Feel that zing in the air, dear reader? It's the fizzing electricity of a thousand political think pieces being written in the wake of the 2017 federal budget, the hardest reboot of an established series since Disney took Star Wars off George Lucas.
And there is a lot to unpack. Why are we seeing a pre-election-style budget when the next election is two years away? Why is the government adopting so many of the policies they mocked when Labor suggested them? Is insisting welfare recipients submit to drug testing a cruel joke, or just an especially vile bit of victim-blaming?
But here's the biggest question of all: is Tony Abbott going to smile and agree that everything his government tried to do was terrible?
See, there are two things this budget sought to do - and, at first blush, seems to have largely succeeded at doing.
The first is to go through all the things Labor were successfully attacking the Coalition about during the 2016 election campaign - housing affordability, Medicare, Gonski, the devil-may-care attitude of the banking sector - and attempt to neutralise them as issues.
In some cases they've done more than Labor could have hoped to achieve. Heck, had Labor attempted a needs-based school funding model or a rise in the Medicare levy they'd have been howled down by the conservative media and opposition alike, so this is basically a progressive policy win.
But the other thing this budget needed to do was draw a line under the catastrophic political disaster that was the 2014 budget of Joe Hockey.
The "zombie saving measures" which the Abbott government spent the rest of their time in office failing to pass? Gone. The debt and deficit emergency rhetoric? Gone. The "age of entitlement is over" stuff? Almost completely gone (except for the aforementioned drug tests, which is hopefully the first thing the senate will laugh out of the chamber).
Even the cigars that Joe Hockey and Finance Minister Mathias Cormann smoked in celebration of the 2014 budget have been taxed this time around, in what seems like a particularly sharp backhander to Hockeynomics.
Abbott attempted a bit of a feint on Tuesday morning when the former PM tried to spur a party room protest against the planned school funding plans which, in his opinion, unfairly disadvantages Catholic schools.
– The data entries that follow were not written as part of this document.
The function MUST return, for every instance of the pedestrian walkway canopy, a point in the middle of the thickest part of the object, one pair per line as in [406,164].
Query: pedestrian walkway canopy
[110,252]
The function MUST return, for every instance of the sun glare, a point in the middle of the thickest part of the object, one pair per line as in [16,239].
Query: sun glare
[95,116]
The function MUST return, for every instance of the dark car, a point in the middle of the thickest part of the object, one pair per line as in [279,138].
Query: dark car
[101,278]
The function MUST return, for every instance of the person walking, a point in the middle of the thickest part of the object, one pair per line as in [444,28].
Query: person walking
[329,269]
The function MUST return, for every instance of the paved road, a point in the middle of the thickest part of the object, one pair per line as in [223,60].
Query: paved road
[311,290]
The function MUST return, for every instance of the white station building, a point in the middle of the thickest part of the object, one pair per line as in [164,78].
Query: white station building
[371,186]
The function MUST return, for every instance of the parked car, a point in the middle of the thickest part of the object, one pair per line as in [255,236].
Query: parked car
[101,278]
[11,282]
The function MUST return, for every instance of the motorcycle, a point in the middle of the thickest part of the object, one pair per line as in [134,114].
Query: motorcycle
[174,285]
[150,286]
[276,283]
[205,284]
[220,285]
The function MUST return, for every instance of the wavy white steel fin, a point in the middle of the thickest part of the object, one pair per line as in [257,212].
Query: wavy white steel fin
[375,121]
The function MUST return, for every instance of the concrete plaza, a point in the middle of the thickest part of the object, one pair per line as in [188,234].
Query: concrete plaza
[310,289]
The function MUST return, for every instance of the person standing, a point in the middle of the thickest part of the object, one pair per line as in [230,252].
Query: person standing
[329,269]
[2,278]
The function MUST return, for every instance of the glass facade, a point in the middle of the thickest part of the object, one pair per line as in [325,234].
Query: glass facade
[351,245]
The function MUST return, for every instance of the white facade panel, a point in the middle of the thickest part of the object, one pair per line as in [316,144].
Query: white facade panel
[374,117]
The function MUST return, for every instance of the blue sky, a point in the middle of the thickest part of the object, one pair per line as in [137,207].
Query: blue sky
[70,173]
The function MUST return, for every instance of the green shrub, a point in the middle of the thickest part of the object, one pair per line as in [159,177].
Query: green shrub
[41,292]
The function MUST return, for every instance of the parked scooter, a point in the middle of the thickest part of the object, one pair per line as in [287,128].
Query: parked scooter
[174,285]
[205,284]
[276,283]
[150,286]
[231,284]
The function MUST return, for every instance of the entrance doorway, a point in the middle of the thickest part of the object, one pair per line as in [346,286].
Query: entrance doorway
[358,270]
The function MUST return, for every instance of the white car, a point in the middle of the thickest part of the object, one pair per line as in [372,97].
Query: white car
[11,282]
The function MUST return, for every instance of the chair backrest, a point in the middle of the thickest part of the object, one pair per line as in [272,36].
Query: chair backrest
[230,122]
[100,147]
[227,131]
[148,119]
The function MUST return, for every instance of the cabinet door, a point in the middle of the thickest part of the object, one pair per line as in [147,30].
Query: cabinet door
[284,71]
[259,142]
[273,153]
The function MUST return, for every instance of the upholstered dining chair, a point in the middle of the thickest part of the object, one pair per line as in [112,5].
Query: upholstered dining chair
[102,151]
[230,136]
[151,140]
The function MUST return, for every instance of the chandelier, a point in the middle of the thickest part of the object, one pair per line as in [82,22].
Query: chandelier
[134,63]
And, aside from the predictable backing harmonies by his BFFs and fellow dumped frontbenchers Kevin Andrews and Eric Abetz it was clear no-one else was interested in having that fight.
But is he going to just sit back now and allow his dented and degraded legacy to undergo further tarnishing? Because that's not going to make his comeback happen.
After all, he transparently wants to be leader again, and making a case for his return will require him to maintain the notion that his almost two years in the top job was actually a time of unparalleled policy success undermined only by the ambition of lesser colleagues.
It's a tricky situation for the plucky backbencher for Warringah, because the only way a return to being PM is achievable at this point is to sit back and let Turnbull take the party to a humiliating loss at the polls.
At that point, Abbott can reassure the Liberals their fatal mistake was abandoning the conservative base, magnanimously accept their apologies, and get back to the business of deregulating universities and reinstituting knights and dames again.
That requires him to defend his time in office. But to undermine the budget would be to make clear he puts his own ambition ahead of the wellbeing of the party.
This is going to be a delicate piece of surgery for a man more skilled in working with blunt instruments, which is why you should expect the Abbott cheerleaders in the conservative media to do most of the work for him.
And let's be clear: the 2017 budget is refreshingly policy-heavy. At the risk of being overly optimistic, we could be about to see Australian politics deal with the best way to address national problems rather than endlessly throw blame around for the deficit and snipe about which party's patriotic dinkum is the most fair.
But even so, for a government with a one seat majority, this budget is still based on the precarious premise that the remaining architects of the government's first two budgets will be comfortable with being painted as fools.